Yale University was founded in 1701 and is the third-oldest institute of higher learning in the United States. It is one of the nine Colonial Colleges, founded prior to the United States becoming a sovereign nation following the American Revolution. In its 318-year history, the college has never had a black student body president—until now.
Kahlil Green is a junior and a native of Montgomery County, Md. He made history earlier this month when his classmates elected him head of the Yale College Council, the student body organization founded in 1972 to address undergraduate concerns and campus issues at the university.
The economics and political science major told Fox 5 that he is considering a career in politics. This should put him off to a great start.
“I feel like I wanted to kind of amplify the voices of the underserved communities on campus, especially students of color. So being the first black president, I feel like I’m in a position where I can really do that,” Green said.

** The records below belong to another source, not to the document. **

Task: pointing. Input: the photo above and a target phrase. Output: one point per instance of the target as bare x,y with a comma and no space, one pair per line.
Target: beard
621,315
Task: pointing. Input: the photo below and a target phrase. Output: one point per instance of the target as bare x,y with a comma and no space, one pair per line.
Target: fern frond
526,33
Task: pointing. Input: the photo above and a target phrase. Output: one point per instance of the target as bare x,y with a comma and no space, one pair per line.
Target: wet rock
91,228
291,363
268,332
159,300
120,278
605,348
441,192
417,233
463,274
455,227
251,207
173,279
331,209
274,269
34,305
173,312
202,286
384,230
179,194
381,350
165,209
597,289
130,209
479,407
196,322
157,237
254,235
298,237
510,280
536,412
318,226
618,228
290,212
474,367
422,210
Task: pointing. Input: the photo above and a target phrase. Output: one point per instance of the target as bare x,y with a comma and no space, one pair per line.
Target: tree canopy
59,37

When asked if he feels pressure being the first black president, Green told Fox 5, “In a way, but I feel like it more so symbolizes the progress the university has made over the years for the journey that we still have ahead of us. So I think that we can be a more diverse and inclusive campus, and I’m grateful for the role that I’ll have in making it happen.”
It still boggles the mind that we continue to experience these “firsts” in the 21st century, but there is a certain amount of pride tied to seeing a black man do this.
Good on you, Kahlil Green. Good on you.